A Complete Unknown, starring Timothée Chalamet as Bob Dylan, culminates in one such reinvention as Dylan appeared on stage at the Newport Folk Festival with an electric guitar, causing furore in the folk community. If Dylan’s elusion of genre is disorientating, his live shows are more so. Dylan began his so-called Never Ending Tour in 1988 and has since played 3,066 shows. Each night he reinvents his songs on stage, diverging from recordings, and rarely plays his greatest hits. With such characteristic volatility, navigating Dylan is no easy task.
Where better to start than with ‘Girl From the North Country’ from Dylan’s breakthrough album The Freewheelin’ Bob Dylan (1963), a folk classic with its rural American imagery. Inspired in part by visiting the UK, it fuses American folk tradition with an appreciation of English folk song. It entrancingly captures nostalgia for love lost with its mellow, undulating acoustic guitar and straightforward, beautiful lyrics.

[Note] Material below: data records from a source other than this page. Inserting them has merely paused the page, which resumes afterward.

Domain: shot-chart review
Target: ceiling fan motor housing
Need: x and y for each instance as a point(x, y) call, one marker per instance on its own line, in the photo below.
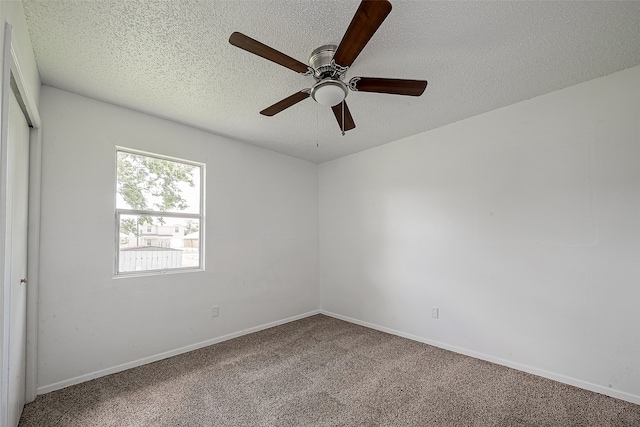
point(320, 60)
point(329, 90)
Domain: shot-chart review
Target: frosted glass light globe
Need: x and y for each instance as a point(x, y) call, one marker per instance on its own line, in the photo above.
point(329, 92)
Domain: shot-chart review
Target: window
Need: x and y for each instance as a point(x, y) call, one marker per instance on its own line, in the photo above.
point(164, 195)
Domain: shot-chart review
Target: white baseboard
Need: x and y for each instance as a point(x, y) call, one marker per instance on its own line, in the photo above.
point(504, 362)
point(166, 354)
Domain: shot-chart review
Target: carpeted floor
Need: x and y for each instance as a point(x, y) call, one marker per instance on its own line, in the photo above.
point(320, 371)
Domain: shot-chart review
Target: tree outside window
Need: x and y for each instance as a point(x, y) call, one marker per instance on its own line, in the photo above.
point(161, 196)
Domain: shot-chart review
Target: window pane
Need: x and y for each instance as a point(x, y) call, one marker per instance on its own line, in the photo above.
point(151, 183)
point(171, 243)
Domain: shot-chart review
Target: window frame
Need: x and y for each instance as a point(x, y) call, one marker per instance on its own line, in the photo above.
point(147, 212)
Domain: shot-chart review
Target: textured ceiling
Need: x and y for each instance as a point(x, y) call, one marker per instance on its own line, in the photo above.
point(173, 59)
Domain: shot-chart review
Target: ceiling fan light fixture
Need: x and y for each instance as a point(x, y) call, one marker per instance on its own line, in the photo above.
point(329, 92)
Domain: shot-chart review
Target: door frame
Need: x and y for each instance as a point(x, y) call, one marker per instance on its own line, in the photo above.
point(12, 72)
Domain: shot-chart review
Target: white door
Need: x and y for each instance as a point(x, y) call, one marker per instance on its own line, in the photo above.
point(16, 256)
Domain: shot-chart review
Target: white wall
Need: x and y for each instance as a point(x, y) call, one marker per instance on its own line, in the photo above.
point(522, 225)
point(12, 12)
point(261, 243)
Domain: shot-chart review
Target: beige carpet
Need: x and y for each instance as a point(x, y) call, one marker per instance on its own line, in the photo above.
point(320, 371)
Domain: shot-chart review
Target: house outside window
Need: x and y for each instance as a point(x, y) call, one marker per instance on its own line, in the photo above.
point(161, 198)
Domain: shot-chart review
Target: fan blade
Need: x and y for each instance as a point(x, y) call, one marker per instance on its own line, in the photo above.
point(284, 104)
point(364, 24)
point(392, 86)
point(348, 120)
point(257, 48)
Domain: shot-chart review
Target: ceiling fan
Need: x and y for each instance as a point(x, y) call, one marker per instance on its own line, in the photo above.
point(328, 65)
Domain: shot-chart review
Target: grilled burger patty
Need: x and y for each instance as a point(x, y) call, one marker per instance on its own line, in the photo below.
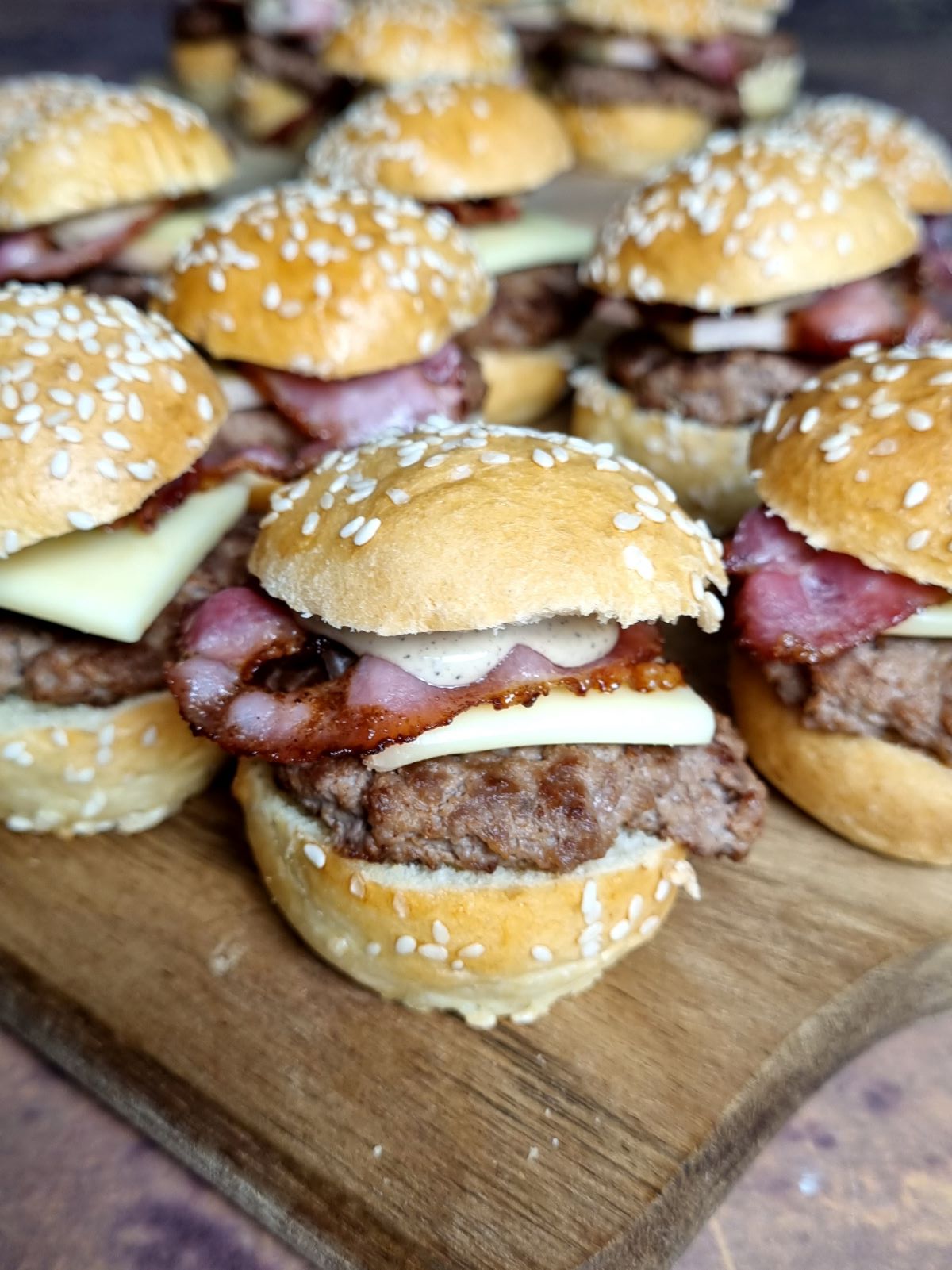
point(896, 690)
point(546, 807)
point(61, 667)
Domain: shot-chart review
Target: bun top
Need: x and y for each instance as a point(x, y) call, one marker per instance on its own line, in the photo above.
point(401, 41)
point(107, 145)
point(325, 281)
point(101, 405)
point(470, 526)
point(446, 141)
point(747, 220)
point(913, 160)
point(676, 19)
point(861, 461)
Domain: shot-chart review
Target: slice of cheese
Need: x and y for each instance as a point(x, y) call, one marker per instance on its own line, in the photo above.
point(533, 240)
point(932, 623)
point(116, 582)
point(622, 718)
point(154, 251)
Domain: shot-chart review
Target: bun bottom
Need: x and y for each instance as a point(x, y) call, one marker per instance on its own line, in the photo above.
point(486, 946)
point(205, 71)
point(876, 794)
point(80, 770)
point(630, 139)
point(524, 385)
point(708, 467)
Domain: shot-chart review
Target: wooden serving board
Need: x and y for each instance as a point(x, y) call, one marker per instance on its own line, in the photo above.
point(155, 970)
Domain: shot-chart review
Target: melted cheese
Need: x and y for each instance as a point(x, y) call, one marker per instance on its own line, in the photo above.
point(116, 582)
point(932, 623)
point(532, 240)
point(622, 718)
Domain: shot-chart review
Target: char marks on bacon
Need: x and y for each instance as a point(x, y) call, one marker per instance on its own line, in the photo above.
point(797, 604)
point(33, 257)
point(254, 681)
point(346, 413)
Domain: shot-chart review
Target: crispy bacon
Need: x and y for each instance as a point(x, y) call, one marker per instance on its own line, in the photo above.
point(344, 413)
point(800, 604)
point(33, 257)
point(255, 682)
point(873, 309)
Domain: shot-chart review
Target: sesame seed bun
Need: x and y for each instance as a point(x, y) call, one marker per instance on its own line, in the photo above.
point(486, 946)
point(401, 41)
point(524, 385)
point(108, 146)
point(748, 220)
point(469, 526)
point(706, 466)
point(441, 143)
point(631, 139)
point(325, 281)
point(877, 794)
point(79, 770)
point(676, 19)
point(206, 69)
point(913, 160)
point(101, 405)
point(861, 461)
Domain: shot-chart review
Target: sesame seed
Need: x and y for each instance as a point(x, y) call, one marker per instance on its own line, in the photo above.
point(317, 855)
point(917, 493)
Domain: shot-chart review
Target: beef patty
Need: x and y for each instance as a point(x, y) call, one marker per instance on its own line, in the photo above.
point(725, 390)
point(532, 309)
point(896, 690)
point(543, 807)
point(59, 666)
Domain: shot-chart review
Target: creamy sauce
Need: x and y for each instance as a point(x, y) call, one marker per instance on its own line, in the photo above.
point(450, 659)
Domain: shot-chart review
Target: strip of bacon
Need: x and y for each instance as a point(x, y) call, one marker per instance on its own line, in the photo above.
point(800, 604)
point(344, 413)
point(248, 681)
point(33, 257)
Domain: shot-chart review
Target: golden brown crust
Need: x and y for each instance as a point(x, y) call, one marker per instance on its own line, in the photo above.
point(486, 946)
point(79, 770)
point(405, 41)
point(913, 160)
point(676, 19)
point(471, 526)
point(704, 232)
point(861, 461)
point(524, 385)
point(325, 282)
point(876, 794)
point(101, 405)
point(631, 139)
point(442, 143)
point(708, 467)
point(108, 146)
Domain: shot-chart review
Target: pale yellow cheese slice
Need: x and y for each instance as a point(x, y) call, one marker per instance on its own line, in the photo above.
point(624, 718)
point(116, 583)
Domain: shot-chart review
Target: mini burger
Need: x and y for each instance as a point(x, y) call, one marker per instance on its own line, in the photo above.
point(332, 310)
point(385, 42)
point(470, 777)
point(113, 524)
point(125, 160)
point(913, 160)
point(643, 82)
point(749, 267)
point(843, 677)
point(476, 150)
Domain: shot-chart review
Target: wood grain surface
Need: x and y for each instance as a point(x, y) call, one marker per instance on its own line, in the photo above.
point(155, 972)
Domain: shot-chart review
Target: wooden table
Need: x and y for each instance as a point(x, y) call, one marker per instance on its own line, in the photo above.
point(861, 1176)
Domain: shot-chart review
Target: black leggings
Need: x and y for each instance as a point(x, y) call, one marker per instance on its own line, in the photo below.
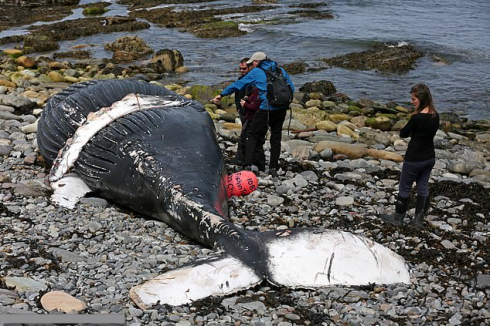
point(262, 120)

Dylan’s masterpiece, ‘Like a Rolling Stone’ from Highway 61 Revisited (1965), marked his transformation into a rockstar. Dylan characteristically combines a deceptively simple three-chord chorus with complex, at times baffling, lyrics imbued with poetic sensibility. Dylan’s presentation of ‘Miss Lonely’ is at once full of both sympathy and bitterness, and unlike the romantic ‘Girl From the North Country’, ‘Like a Rolling Stone’ marks Dylan’s darker, more menacing side.
“‘Hurricane’ is not just a throwback to Dylan’s earlier protest music, it is angrier, more riotous, embodying his deeper fury at injustice”
‘Hurricane’ from Desire (1976), recaptures Dylan’s earlier love of protest songs. Written in outrage at the racist jury who wrongly convicted the boxer ‘Hurricane’ Carter, Dylan used his prominence to raise awareness of this miscarriage of justice and hosted a fundraising concert at Madison Square Garden. The song throws the listener into the moment of the murder and infuses them with his outrage through his fast pace and relentless chorus. ‘Hurricane’ is not merely a throwback to Dylan’s earlier protest music bur is angrier, and more riotous, embodying a deeper fury at injustice.
With a bouncy jazz rhythm and warm backing vocals, Dylan turns away from his folk roots on ‘Gotta Serve Somebody’ from Slow Train Coming (1979) - the first single of his Gospel period. It explains his newfound faith, not dogmatically, but by expressing his belief that worship is part of human nature and emphasising that people of every life experience feel this calling.
The much-covered ‘Make You Feel My Love’ from Time Out of Mind (1997) was the first Dylan song I ever heard, and is one of the greatest, most spine-tingling love songs ever written. Its gentle piano accompaniment combined with Dylan’s exquisite crooning vocals encapsulate intense longing. The lyrics are love poetry in their own right, with their soaring, cosmic imagery and vision of eternal love emerging from dark, stormy weather.
“The folk tradition from which Dylan emerged is less engaged with singular artistic talent but capturing ordinary people’s experiences in their own dialect”
While Dylan has often rejected definition, the kaleidoscopic nature of his music is explained not by a shallow desire to be a maverick, but a constant urge to evolve as an artist and seek new inspiration at every turn. The folk tradition from which Dylan emerged is less engaged with singular artistic talent but capturing ordinary people’s experiences in their own dialect. Through his creative openness, Dylan voices his generation, the oppressed, the beauty and pain of everyday romance.
Dylan has been defined by his enigma and his unpredictability; A Complete Unknown charts the creation and cultivation of this ever-changing persona. Few artists have as persistently frustrated the expectations of others, first confounding his folk devotees when he went electric, then his rock followers with his shift to gospel, and his gospel fans as he returned to folk. With each new album, and each night of his Never Ending Tour, Dylan follows where inspiration takes him, and that is why this complete unknown has become such a lasting success.